Exhibition easy hard

2018

Jonathan Smart Gallery, Christchurch

Marie Le Lievre’s practice is a poetry both personal and universal – a layering of drawing into painting that is delicately and determinedly interwoven. Both disciplines, drawing and painting that is, require touch. Le Lievre’s mode of painting involves pouring and paddling – a sensitivity to touch and viscosity – as medium is tipped and bled into oil paint creating lightness like lichen-creep across shimmering darkness.

Here in this new body of work, this signature filigree is often echoed by fine charcoal lines “scribbled” onto the oil paint. Drawing quite literally joins painting. And Le Lievre’s hand very obviously inscribes and animates her painted fields. A sense of movement and fluidity pervade both forms of mark-making, so the paintings seem almost to speak with one mind.

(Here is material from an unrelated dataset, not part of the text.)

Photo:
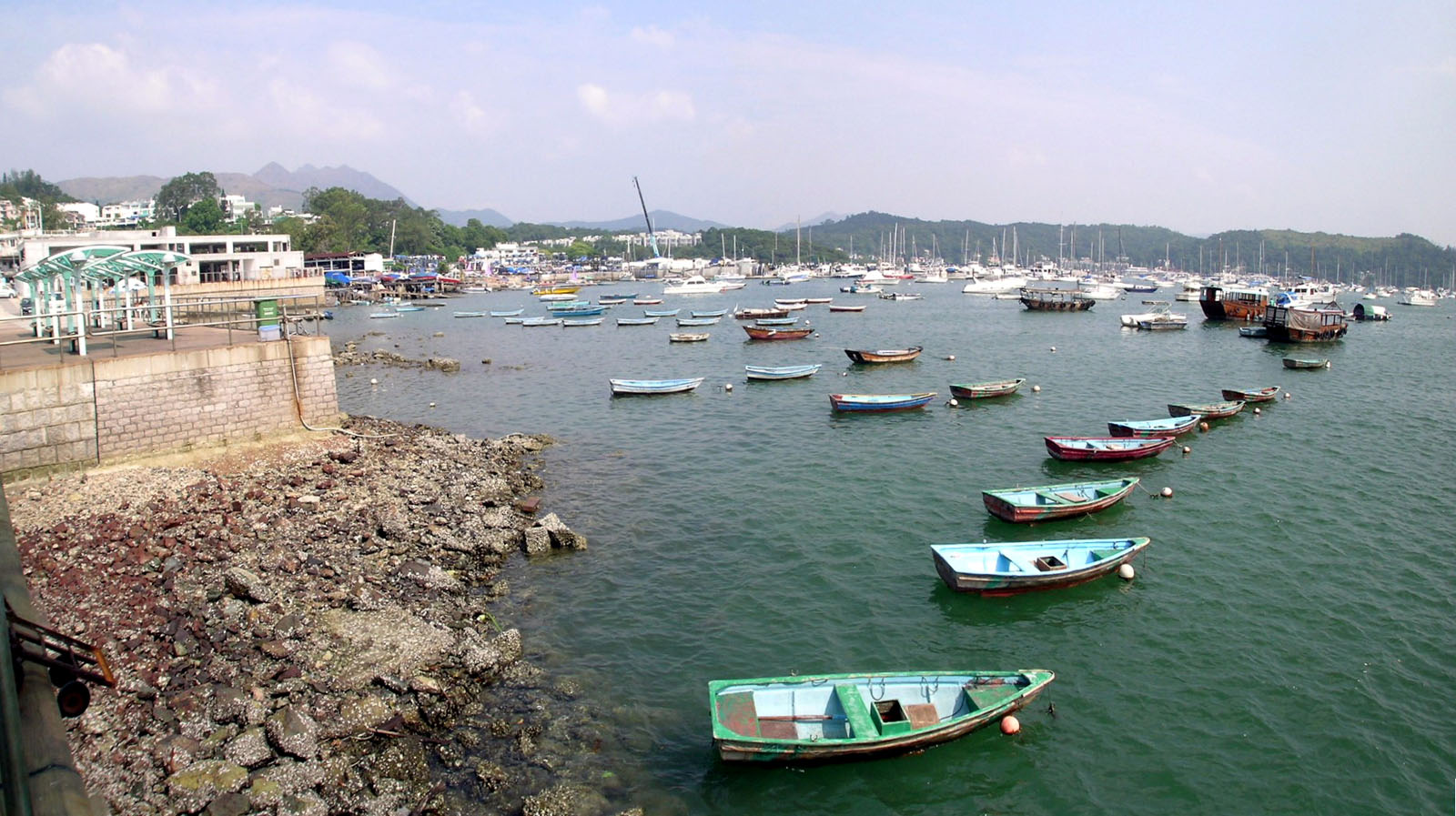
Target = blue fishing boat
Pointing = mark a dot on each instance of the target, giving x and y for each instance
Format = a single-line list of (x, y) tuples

In Char Stoked (Notes) for example, a rich Madonna-like blue is heavily rendered with variously angled and rubbed charcoal lines. The whole is then plugged with a resonant magenta. In High (Notes), a similar energy of line and tone is busy like a thought-bubble, and connected tentacle-like to the painterly field below – an area typically duck egg blue beneath sensuous shades of darker blues and blacks.
 
But in the majestic title work of the show, the colour sense is different and there is plenty of it. Rarely has Le Lievre attempted to bleed and merge so many layers of crimson, yellow, orange and greeny blue. As she herself would have it, “this really was easy hard”! And one wonders whether we’ll ever see the likes of it again.